Sie stieg gleich auf den Hänger hinauf, ich bezahlte, erhielt die Papiere und die Weisung, ich müsse mich noch mit dem Vor- Vor- Besitzer in Verbindung setzen, wollte ich beim Direktorium für Vollblutzucht und Rennen ordnungsgemäß als Besitzerin eingetragen werden.

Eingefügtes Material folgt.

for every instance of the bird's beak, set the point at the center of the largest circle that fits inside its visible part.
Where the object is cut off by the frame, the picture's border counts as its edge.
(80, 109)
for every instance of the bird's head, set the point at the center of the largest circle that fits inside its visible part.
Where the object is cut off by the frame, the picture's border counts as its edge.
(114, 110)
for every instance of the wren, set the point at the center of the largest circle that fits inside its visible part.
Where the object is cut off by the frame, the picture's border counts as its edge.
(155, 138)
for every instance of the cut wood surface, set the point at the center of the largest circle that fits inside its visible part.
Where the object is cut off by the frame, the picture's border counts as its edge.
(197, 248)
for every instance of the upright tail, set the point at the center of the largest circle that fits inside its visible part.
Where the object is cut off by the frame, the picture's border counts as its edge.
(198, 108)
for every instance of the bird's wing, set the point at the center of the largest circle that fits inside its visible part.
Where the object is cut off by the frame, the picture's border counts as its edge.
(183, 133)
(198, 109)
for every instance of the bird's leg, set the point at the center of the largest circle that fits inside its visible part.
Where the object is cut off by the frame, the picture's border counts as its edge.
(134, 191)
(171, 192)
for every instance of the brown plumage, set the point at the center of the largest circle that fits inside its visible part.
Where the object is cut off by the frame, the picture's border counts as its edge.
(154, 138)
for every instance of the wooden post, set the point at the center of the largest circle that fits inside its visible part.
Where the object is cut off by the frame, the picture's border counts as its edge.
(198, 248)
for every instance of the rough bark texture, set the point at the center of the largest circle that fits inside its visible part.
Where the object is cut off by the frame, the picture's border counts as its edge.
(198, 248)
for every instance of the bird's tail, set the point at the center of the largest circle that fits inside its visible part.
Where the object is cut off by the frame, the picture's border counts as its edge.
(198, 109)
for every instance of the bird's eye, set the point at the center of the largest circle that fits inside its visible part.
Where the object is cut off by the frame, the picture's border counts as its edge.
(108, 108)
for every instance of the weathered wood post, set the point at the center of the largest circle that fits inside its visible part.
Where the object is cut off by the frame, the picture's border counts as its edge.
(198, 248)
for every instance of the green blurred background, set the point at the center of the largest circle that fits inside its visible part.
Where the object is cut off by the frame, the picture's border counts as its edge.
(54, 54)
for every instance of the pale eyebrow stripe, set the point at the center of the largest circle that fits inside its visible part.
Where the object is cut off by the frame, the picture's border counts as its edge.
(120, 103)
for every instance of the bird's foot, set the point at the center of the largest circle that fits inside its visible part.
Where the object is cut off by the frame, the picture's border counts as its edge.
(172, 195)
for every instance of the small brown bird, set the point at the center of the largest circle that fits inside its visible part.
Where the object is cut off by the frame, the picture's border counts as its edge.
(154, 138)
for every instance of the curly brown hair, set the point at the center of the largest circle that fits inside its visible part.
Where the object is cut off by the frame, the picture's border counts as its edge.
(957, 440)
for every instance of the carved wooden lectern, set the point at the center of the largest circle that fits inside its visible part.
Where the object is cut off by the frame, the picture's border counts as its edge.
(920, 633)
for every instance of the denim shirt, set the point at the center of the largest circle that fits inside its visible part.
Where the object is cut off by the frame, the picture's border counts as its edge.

Der ehemalige Besitzer hatte nämlich nicht nur nicht die Trainingskosten bezahlt, sondern auch noch Schulden bei Herrn Baum vom Gestüt Brümmerhof, von dem er das Pferd erworben hatte. Also rief ich Herrn Baum an, in der Hoffnung, er würde sich an mich erinnern, denn ich hatte damals seinen ersten eigenen Sieger in Hannover geführt (es war mein damaliger Liebling Arne). Ich erklärte ihm die ganze Geschichte und er versprach, sich mit dem Direktorium in Verbindung zu setzen. Das ging auch alles gut und ich wurde im Pferdepaß als Besitzerin eingetragen. 

Nun aber wohin mit dem Tier? 

Zunächst ging es auf einen Gutshof in einem Dorf in unserer Nähe. Gutshof, pah! Dort standen lauter Hannoveraner, die von ihren Besitzern überwiegend zur Jagdsaison im Herbst "frischgemacht" wurden.

Der eine erdreistete sich sogar zu verlangen, mein Pferd dürfe nicht neben seinem (Zitat:) "Hochleistungspferd" (Zitat Ende), stehen, da es fürchterlich koppe und sich das schlecht auf die Leistung des Eigenen auswirke. Ich traf dort im Stall ein nettes Mädel, welches sich in Punkto Offenstallhaltung ein wenig schlau gemacht hatte. Ich war begeistert und so pachteten wir uns ein Stück Wiese, bauten einen Stall darauf und ließen unsere beiden Pferde dort herumlaufen. Na, wie das der Sara gefiel. 

Ca. 1 ½  Jahre später trennten wir uns und ich bezog mit Saragossa eine (fast) eigene Scholle. Ein schöner Stall bei einem einsam gelegenen Haus, 10 Morgen Wiese darum herum, Wasser & Elektrizität und wir können schalten und walten, wie wir wollen. Toll! Als Gesellschaft kam ein kleiner Norwegermix dazu (sie hasst ihn immer noch, ich weiß nicht warum, Monty ist sooo lieb). Der Traum vom Züchten ging mir nicht aus dem Kopf, aber finanziell konnte er erst 1997 wahrgemacht werden. Ich wählte Zampano aus, einmal wegen der Nähe, wegen der günstigen Kosten und - er ist auch vom Gestüt Bona, genau wie Saragossa! Oh, war das schön zu sehen, wie meine kleine Zicke immer dicker wurde. Und liebesbedürftig, kaum zu glauben, denn sie ist mehr ein Rührmichnichtan. Und dann die Nachtwachen... Es war der 1.6.1998 - ich blieb bis ca. halb zwölf Uhr nachts. Saragossa war ruhig und streifte gelassen über die Wiese. Keine Anzeichen einer bevorstehenden Geburt. Nun gut, dachte ich, fährste nach Hause, morgen ist auch noch ein Tag. Um sieben Uhr in der Früh wurden wir angerufen. Das Fohlen ist da. Nix wie hin und staun, da lief ein wackeliger, kleiner, roter, zerknautschter Hengst zwischen den aufgeregten "Alten" herum. Sonnentänzer!

Es hat jedenfalls einige Jahr gedauert, bis Sara soweit Vertauen zu mir hatte, daß das Reiten mit ihr Spaß macht. Mittlerweile brauche ich nur zu denken, und sie weiß, was los ist. Sie würde für mich durchs Feuer gehen und darauf bin ich stolz. Wir vergnügen uns überwiegend im Wald, machen aber auch kleine Geschicklichkeitsübungen, wie z. B. durch ein Labyrinth gehen (nur mit Stimmkommandos) oder Besenpolo... an kleinen Turnieren haben wir auch mehr oder weniger erfolgreich teilgenommen. Ich glaube, das macht ihr sehr viel Spaß, denn sie schaut immer ganz gespannt, was denn nun als nächstes kommt. Das Koppen ist auch fast ganz weg. Eigentlich koppt sie nur noch, wenn sie mir zeigen will, dass sie sich langweilt. Ja, ich glaube, sie kann lesen und schreiben.